Same thing with those signs that people were holding up during the 2009 season. Hurtful stuff, you guys. Not to mention DANGEROUS (all caps, guys, so you know it’s for real). That’s why I had to ban them (except for the GEICO signs, of course). I think we all know that attending a Redskins game at FedEx field is an experience like no other. The ease of access, the affordability… I couldn’t possibly risk someone having an obstructed view just because some bozo wanted to hold up a sign of me and my good friend Vinny Cerrato with the caption “Dumb and Dumber.” Pretty harsh, guys. Pretty harsh, indeed. Not to mention the risk of ALL KINDS (again, all caps, guys) of injuries. Paper cuts. Blows to the head on a windy day. Someone could get an eye poked out. I’m all for making jokes, you guys, but not at the risk of people’s safety.

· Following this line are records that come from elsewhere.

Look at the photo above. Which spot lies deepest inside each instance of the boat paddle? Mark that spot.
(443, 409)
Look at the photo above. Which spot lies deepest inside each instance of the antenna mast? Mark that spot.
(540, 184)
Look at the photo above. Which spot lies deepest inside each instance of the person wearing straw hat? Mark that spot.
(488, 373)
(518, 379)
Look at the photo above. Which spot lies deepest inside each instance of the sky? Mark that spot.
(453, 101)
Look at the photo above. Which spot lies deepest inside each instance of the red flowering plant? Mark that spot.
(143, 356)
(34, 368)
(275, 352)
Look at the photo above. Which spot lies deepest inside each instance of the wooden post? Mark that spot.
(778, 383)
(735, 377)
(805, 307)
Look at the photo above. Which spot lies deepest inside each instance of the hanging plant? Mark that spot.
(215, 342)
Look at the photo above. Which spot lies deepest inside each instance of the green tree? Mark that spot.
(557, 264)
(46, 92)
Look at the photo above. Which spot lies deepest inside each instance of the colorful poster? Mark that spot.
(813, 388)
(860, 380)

And now these “comedians” over at WJFK are piling on with these  fake broadcasts of the Redskins games. I have to admit, I really did think that was Larry Michaels for a while. I just assumed that he had lost his mind and sunken into a deep, inconsolable depression from this season. I sent my puppet buddy Tony Wyllie over there to sort things out. Tony’s a real character; a regular Richard Pryor, so I trust his opinion when it comes humorous banter. Remember that time Tony cracked that joke at the University of Maryland Journalism Ethics (ha!) Panel comparing the uprising in Egypt to my libel suit against hack Dave and his silly Washington City Paper? Priceless. My lawyers and I laughed for hours about that one. (By the way Dave, I may have dropped the suit, but I’m still waiting for that apology…).

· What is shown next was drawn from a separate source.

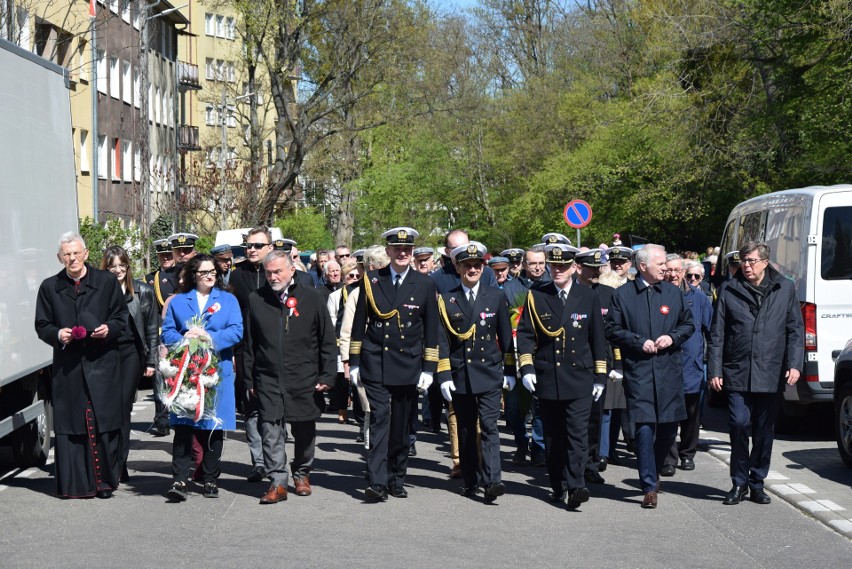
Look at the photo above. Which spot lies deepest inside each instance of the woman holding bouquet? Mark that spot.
(202, 311)
(137, 343)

Anyway, these clowns over at WJFK really pulled one over on me. Tony had a little sit-down with the producer over there and ran it through his flawless humor detection checklist. (It’s a great system, by the way. Step one is how much should we sue them for?) Meanwhile, I was on the phone with The Hogs (that’s what I call my legal team — get it?! They are good at pushing the defense team around.) I was getting ready to bring the hammer down on that pathetic little operation (shout out to the boys at ESPN 980!). In the end, they told Tony that it was just a joke, although it certainly wasn’t very obvious and, trust me, it wasn’t very funny.

The moral of the story, you guys, is that I love jokes. I really do. Ask Mike Nolan. This one time, I sent a gallon of 31 Flavors ice cream to Nolan’s office after we lost. Get it?! I don’t like vanilla! You know, like the defense at the time? Hilarious! We all had a good laugh over that one, even Mikey. (It wasn’t a joke the second time, though. Seriously, I don’t like vanilla and I didn’t like his defensive schemes, so he was promptly let go.) But, like I said before, jokes can be also be hurtful and we just want to make sure that no one gets hurt. I mean you saw what happened to RGIII. Imagine the same kind of pain, but on the inside. That’s what I feel when these jokes cross the line.

So let’s keep the jokes in check, you guys. Seriously this time. After all, we have enough to laugh about every Sunday.

Editor’s note: Just as a clarification, the above passage is a joke, and is NOT REALLY Dan Snyder, owner of the Washington Redskins. Please don’t sue.